Zirkuskind
NEW YORKER HOTEL GESTORBEN
[880] Damit ließ
sie ihrem Sohn gegenüber durchblicken, wie schmutzig sie die ganze Angelegenheit
fand und welche Unannehmlichkeiten sie ihr bereitete; Vera würde fast den ganzen
Dienstag damit zubringen müssen einzukaufen. Da sie und Danny aus Kalifornien gekommen
waren – und nur ein kurzer Besuch geplant war –, hatten sie für einen längeren Aufenthalt
im Januar nichts Entsprechendes eingepackt.
Veras Telegramm
an Martin ging in bitterem Ton weiter.
DA ICH KATHOLISCH BIN, WENN AUCH KAUM EIN VORBILDLICHES EXEMPLAR DIESER
SPEZIES, BIN ICH SICHER, DANNY HÄTTE GEWOLLT, DASS DU DICH UM EINE
PASSENDE MESSE ODER LETZTE ANDACHT ODER WAS AUCH IMMER KÜMMERST
»Kaum ein vorbildliches
Exemplar dieser Spezies« war ein Musterbeispiel für die Art von Sprache, die Vera
in den längst vergangenen Tagen der traumatischen Jugend ihres Sohnes aus dem Werbespot
für Feuchtigkeitscreme gelernt hatte.
Der letzte Seitenhieb
war Vera in Reinkultur – selbst in dieser, wie man meinen sollte, kummervollen Situation
würgte sie ihrem Sohn noch eins rein:
VERSTEHE NATÜRLICH VÖLLIG, WENN DICH DEIN ARMUTSGELÜBDE DARAN HINDERT,
MICH IN DIESER SACHE ZU UNTERSTÜTZEN / MAMA
Es folgte nur
noch der Name ihres New Yorker Hotels. Trotz Martins »Armutsgelübde« erbot sich
Vera nicht, ihm die Reise zu finanzieren.
Das Telegramm an
Dr. Daruwalla war ebenfalls Vera in Reinkultur.

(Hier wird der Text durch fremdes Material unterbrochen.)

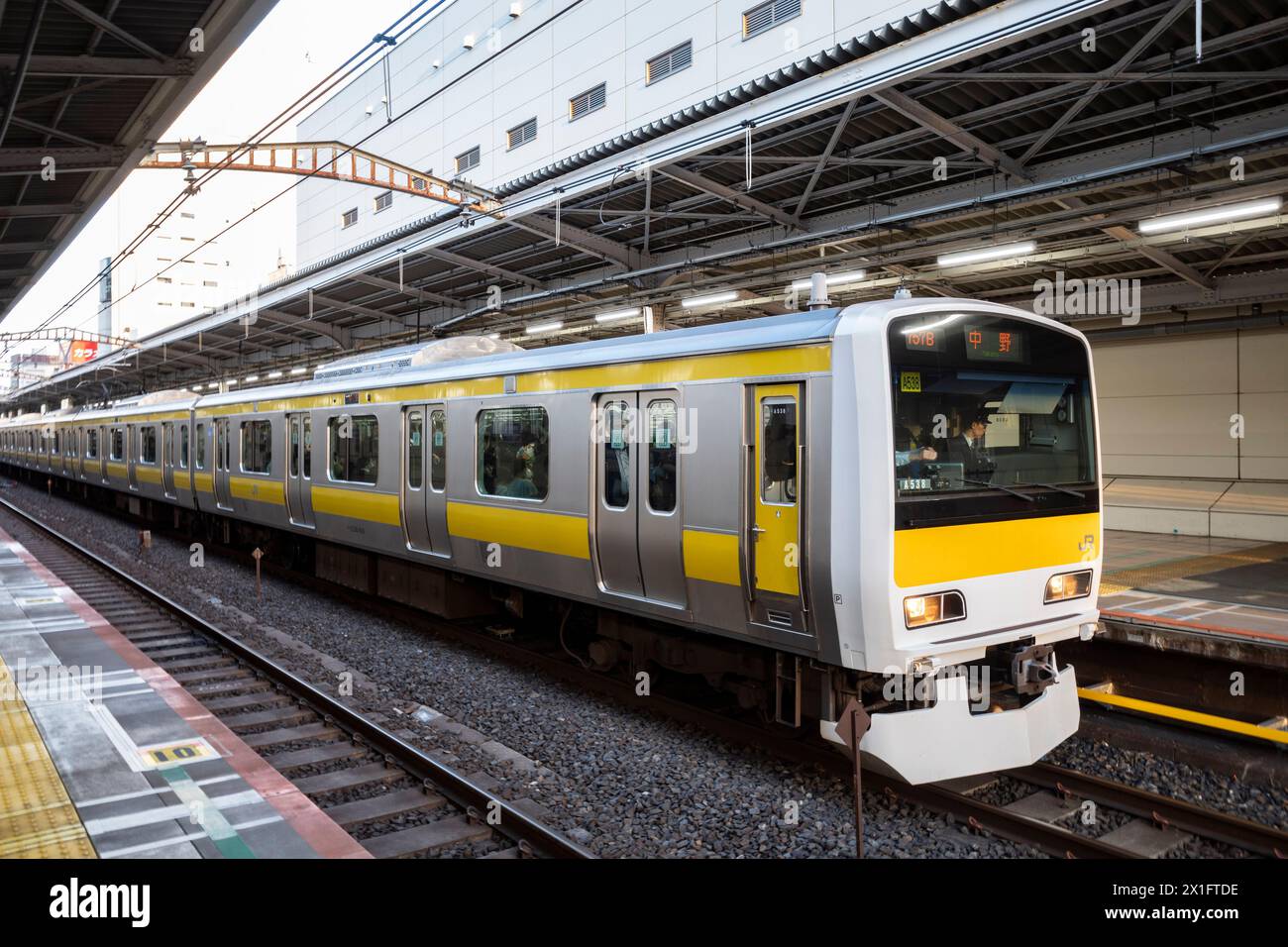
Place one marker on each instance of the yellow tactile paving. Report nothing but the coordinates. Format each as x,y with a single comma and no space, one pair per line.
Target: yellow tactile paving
38,818
1147,577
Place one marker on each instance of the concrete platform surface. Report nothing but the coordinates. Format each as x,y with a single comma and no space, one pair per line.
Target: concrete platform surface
106,755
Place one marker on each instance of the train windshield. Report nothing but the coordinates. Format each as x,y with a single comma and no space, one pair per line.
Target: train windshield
991,406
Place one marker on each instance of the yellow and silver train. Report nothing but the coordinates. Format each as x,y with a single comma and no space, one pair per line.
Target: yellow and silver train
897,501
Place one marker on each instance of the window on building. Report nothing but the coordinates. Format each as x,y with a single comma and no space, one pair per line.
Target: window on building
669,62
415,450
355,449
520,134
514,453
764,17
662,455
257,446
588,102
149,444
468,159
437,450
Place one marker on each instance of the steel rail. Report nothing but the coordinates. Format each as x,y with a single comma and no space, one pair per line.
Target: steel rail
477,801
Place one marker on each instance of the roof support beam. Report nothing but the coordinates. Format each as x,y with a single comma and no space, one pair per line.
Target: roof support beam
844,123
29,50
941,127
735,197
1127,59
585,241
415,292
481,266
101,65
110,29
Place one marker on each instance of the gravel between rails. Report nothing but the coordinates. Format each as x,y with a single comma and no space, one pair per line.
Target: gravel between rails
621,781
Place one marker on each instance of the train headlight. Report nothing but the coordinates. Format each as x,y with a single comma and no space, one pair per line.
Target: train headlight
935,608
1068,585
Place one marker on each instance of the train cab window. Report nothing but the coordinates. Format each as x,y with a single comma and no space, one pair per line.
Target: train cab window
437,451
617,455
662,454
514,453
257,446
778,451
149,445
415,450
355,449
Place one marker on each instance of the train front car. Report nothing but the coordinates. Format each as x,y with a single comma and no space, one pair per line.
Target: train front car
974,488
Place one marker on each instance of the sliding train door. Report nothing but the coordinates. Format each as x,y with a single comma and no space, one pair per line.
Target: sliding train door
424,486
299,470
773,540
635,499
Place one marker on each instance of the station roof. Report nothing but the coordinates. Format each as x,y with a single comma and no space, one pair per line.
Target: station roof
1035,140
89,84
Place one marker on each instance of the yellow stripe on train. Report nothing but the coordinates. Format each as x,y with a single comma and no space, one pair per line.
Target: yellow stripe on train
951,553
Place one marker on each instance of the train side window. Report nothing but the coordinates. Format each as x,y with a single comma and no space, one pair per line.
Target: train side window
514,453
617,457
149,445
415,450
662,455
437,451
355,449
257,446
778,451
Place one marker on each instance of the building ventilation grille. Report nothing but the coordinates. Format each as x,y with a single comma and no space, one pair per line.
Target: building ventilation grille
588,102
468,159
520,134
669,63
767,16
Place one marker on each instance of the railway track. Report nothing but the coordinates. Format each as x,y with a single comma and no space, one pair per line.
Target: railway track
390,796
1044,835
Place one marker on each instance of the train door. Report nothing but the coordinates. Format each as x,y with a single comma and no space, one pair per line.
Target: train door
167,460
132,455
638,530
774,519
299,470
425,478
223,455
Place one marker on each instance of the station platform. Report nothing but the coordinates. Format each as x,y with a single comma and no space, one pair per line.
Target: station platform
104,755
1220,589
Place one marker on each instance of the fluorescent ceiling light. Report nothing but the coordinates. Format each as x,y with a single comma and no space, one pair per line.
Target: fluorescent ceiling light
988,253
833,279
1211,215
614,316
712,299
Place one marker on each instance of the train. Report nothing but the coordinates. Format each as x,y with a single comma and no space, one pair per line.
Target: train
894,502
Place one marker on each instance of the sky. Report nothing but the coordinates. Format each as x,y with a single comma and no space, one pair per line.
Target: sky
294,48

[881] ICH KANN MIR UNMÖGLICH VORSTELLEN, DASS DANNYS TOD ETWAS AN IHRER
ENTSCHEIDUNG ÄNDERN SOLLTE, MARTIN ÜBER DIE EXISTENZ SEINES ZWILLINGSBRUDERS IN
UNKENNTNIS ZU LASSEN
Jetzt auf einmal
ist es also meine Entscheidung, dachte Dr. Daruwalla.
BITTE BEUNRUHIGEN SIE DEN ARMEN MARTIN NICHT MIT NOCH MEHR SCHLECHTEN
NACHRICHTEN
Jetzt ist es
also der »arme Martin«, der sich aufregen würde! bemerkte Farrokh.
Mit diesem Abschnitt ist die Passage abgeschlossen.